When my parents sold their house, I was given a box of photographs they'd collected over the decades.  I've been going through some of them today to pick out and frame, and while I'm at it I think I'll set a few out in the dining hall for our Samhain supper.  

Over the weekend I finished my two favorite books I've read so far this year:  David Abram's The Spell of the Sensuous, and Lyanda Lynn Haupt's Rooted: Life at the Crossroads of Science, Nature, and Spirit.  I loved both of these and how they talked about our relationships with the non-human world.  I don't think there's been a book I've so personally identified with as Rooted since Elaine Aron's The Highly-Sensitive Person.  So much of what Haupt says already lives in my heart and speaks to my personal feelings, experiences, and wishes. 

slow notes:  

Michael Sheen performing the Welsh poetry of Dylan Thomas, here

Did you know it's BAT WEEK? Over the summer we were talking about putting up a bat house - we'd often see them flying around the trees of our back yard when we lingered out there late.  I love them. 

Dr.
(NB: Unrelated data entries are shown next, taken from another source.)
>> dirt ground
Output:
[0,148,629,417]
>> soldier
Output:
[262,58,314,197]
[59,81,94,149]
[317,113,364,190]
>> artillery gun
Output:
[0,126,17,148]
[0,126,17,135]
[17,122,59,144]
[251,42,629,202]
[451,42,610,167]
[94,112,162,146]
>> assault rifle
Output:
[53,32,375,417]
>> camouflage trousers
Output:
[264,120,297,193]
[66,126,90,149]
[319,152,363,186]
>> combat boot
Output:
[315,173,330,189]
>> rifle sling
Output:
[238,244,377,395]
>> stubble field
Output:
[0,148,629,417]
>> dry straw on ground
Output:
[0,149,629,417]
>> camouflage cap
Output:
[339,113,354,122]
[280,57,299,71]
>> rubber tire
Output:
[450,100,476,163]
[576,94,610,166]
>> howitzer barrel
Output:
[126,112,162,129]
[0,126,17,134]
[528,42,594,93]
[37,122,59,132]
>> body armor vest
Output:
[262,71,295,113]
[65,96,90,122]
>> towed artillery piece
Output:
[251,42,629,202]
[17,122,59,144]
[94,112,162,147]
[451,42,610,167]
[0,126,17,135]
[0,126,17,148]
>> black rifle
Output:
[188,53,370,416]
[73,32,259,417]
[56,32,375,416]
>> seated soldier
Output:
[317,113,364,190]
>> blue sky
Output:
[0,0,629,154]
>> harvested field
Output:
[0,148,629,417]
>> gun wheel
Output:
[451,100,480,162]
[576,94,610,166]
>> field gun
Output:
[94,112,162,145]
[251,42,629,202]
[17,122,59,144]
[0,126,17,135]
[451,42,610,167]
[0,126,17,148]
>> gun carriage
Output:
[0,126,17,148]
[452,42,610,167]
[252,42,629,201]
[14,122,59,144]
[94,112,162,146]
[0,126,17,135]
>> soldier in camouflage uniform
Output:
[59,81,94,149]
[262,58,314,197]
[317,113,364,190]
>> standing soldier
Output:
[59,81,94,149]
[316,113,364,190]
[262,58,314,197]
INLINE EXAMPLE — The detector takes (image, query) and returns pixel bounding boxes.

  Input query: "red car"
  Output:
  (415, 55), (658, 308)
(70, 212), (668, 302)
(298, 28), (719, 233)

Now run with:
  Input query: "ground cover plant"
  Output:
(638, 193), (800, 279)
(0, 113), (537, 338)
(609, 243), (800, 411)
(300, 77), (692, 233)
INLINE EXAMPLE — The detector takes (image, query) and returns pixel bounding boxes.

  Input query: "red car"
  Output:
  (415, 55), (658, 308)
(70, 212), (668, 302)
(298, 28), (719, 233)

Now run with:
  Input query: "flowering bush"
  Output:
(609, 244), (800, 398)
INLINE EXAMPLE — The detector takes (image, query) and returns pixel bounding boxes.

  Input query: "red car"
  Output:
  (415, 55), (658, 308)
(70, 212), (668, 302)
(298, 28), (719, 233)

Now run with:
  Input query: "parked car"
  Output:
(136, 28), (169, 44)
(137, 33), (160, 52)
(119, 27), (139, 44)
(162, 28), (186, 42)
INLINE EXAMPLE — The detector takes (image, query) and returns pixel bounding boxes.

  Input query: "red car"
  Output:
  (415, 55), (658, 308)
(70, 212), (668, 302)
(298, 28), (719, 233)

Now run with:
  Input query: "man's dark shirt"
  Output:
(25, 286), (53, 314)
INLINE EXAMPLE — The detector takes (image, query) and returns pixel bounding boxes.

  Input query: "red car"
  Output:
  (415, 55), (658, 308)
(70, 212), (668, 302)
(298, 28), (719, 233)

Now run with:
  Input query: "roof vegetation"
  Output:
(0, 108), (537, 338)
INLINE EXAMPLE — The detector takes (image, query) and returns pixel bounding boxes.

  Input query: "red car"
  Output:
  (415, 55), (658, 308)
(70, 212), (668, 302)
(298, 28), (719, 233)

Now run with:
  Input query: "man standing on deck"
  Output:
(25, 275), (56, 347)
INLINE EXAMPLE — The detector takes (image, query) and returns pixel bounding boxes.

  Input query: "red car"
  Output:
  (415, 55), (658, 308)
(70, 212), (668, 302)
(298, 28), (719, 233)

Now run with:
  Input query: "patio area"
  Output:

Andrew Weil is where I first heard breath work talked about many years ago.  I've been trying to take time for this practice every day recently, sometimes as meditation itself.  His CDs of meditations with a focus on breathing ("go back to the breath") led me through my first attempts at meditation and is still my favorite form.  Plus, there's that middle-of-the-night and general social anxiety it could be helpful with, too.  It may seem funny to think you need to learn to breathe, but there seem to be some clear benefits to these techniques.     

Just back from a walk and came home with a handful of unripe but very beautiful persimmons from a sidewalk stand that said "please take, for your health."